Many of these drawbacks may not be held in such disregard by the people that I think will form the most satisified of G. I. Joe's customers: children. Despite being rated "T" for Teens, the game seems most well suited for children around age 10. There was no cursing that I could remember, and the violence is very stylized and not particularly graphic. Being able to unlock so many of their favorite characters from the film and others from the old show that they may not be familiar with will undoubtedly grab their interest, and the ability to team up with friends, siblings, or parents will heighten the game's appeal.
All this isn't to say that there ain't some fun to be had with the game even for adults. The basic gameplay is acceptable if workmanlike. The character variety is good, because it keeps you wanting to unlock new ones to see what their attacks are and if they're better than the one that your girlfriend keeps picking. Using the accelerator suits -- a power-up in which you run around basically invulnerable for twenty seconds while the G.I. Joe theme music plays -- actually kind of gave me a charge, I'll admit. The kill-Cobra-soldiers-using-lasers-fired-from-satellites-minigame is a fun diversion from the main gameplay. And I have to give props to any game that offers a solid non-split-screen 2-player local co-op experience. I don't know why this form of play is so underemphasized, especially in the wake of the success of Guitar Hero and its soundalikes, which demonstrate that people do want to spend time together in the same room playing videogames, and not just alone playing with someone over the internet. Okay, I know I've been complaining about the issues playing the game with my girlfriend, but co-op play really is the highlight of the game.

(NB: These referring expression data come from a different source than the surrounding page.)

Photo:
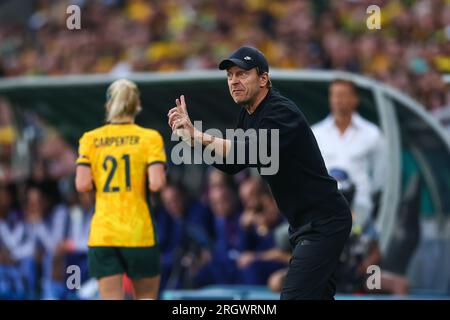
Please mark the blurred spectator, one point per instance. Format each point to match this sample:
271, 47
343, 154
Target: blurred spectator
137, 35
183, 238
224, 205
351, 143
72, 249
259, 256
360, 252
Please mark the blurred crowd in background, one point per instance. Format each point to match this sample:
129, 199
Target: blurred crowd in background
411, 51
233, 232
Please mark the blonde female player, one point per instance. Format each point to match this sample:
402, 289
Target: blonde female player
123, 161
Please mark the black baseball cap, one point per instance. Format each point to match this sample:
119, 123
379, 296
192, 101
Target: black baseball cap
246, 58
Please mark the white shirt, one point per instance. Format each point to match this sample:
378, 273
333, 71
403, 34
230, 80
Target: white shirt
360, 151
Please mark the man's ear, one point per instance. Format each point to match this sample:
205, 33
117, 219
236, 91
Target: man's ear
263, 79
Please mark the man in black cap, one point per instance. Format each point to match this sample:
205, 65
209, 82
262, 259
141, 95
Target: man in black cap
318, 215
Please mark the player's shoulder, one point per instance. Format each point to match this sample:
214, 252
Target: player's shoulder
94, 133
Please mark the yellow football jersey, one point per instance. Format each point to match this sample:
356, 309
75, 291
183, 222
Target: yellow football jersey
119, 155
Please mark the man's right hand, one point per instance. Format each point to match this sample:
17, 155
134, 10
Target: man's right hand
179, 120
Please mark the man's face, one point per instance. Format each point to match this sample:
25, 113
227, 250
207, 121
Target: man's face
343, 100
244, 85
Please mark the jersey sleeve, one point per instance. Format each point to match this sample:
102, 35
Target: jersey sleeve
156, 153
84, 151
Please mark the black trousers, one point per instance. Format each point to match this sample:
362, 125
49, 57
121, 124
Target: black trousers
317, 247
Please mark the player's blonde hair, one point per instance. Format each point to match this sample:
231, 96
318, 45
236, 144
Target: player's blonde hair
122, 100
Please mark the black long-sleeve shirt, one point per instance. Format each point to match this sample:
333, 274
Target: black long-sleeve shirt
302, 187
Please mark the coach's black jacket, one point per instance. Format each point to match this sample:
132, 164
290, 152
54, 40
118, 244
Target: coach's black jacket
302, 187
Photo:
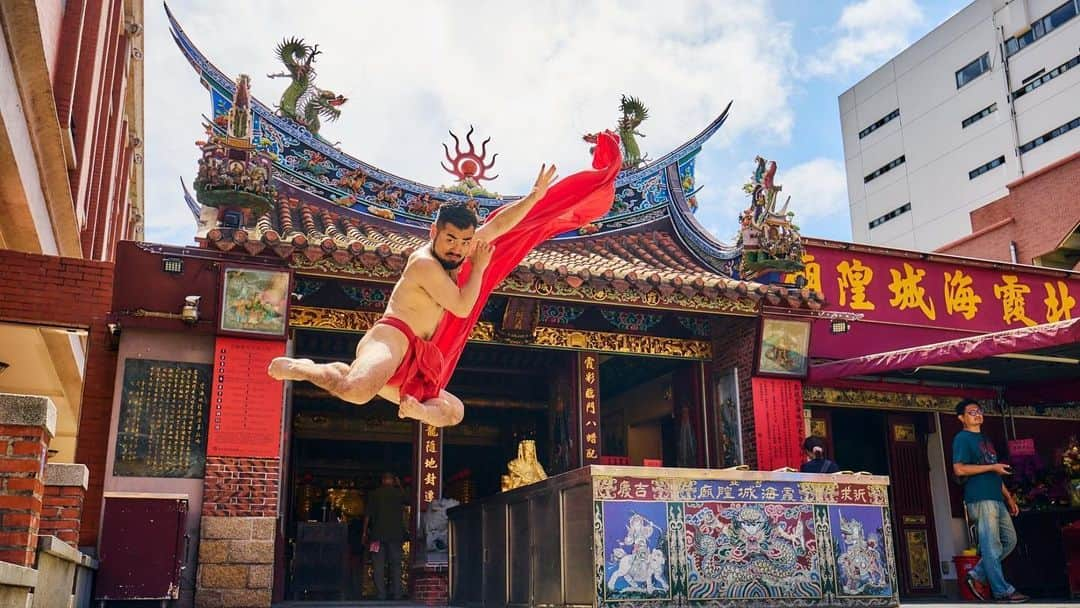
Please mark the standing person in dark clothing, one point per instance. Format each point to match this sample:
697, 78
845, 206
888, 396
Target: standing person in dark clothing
814, 447
988, 503
387, 532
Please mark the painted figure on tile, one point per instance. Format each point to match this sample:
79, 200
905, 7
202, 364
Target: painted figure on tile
860, 564
409, 354
752, 551
643, 568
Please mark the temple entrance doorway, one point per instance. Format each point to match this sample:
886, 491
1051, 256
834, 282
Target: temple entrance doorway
893, 444
650, 411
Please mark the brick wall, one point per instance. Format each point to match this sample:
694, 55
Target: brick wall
241, 487
27, 423
1042, 206
69, 292
431, 584
734, 340
62, 504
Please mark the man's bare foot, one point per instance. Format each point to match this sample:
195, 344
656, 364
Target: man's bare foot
409, 407
286, 368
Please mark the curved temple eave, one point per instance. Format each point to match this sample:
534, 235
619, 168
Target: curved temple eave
648, 203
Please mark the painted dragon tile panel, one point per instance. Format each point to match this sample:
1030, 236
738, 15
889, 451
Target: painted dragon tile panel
744, 551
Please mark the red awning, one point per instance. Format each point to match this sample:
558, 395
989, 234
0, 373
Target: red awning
1021, 339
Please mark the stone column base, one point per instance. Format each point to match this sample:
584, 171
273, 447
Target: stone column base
431, 583
235, 563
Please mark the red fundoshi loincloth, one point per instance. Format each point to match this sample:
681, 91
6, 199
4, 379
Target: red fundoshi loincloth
421, 366
569, 204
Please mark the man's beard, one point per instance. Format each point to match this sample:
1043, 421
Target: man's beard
447, 265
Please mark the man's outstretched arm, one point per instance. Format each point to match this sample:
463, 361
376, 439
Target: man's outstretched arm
513, 213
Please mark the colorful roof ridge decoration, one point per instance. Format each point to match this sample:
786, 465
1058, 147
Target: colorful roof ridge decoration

And we're fine, honestly. We just had to agree to try to split the experience point power-ups evenly and alternate driving duties from now on. It'll work out, as long as she keeps her side of the bargain.
This review might be quite different if Rise Of Cobra had been a downloadable XBLA title priced at $20. I'm tempted to say that this would have forced the producers to focus the game to its essential elements and perfect them, rather than try to throw everything in. The game might have fewer but more balanced characters, fewer environments with more detail, and streamlined gameplay without the poorly implemented elements like the vehicles. Epic's very excellent Shadow Complex is a testament to what you can do with those kinds of constraints.
But at a retail price of $60, it's a bit more difficult to justify. If you're a big G.I. Joe fan or collector, or you're buying for your young or undiscerning children, you may be happy with your purchase. Everyone else should consider that for $60 you can acquire an original Nintendo Entertainment System and a copy of Contra and still have enough money left over to buy a cheap bottle of whiskey to drown your sorrows in after your girlfriend whips your ass at that, too.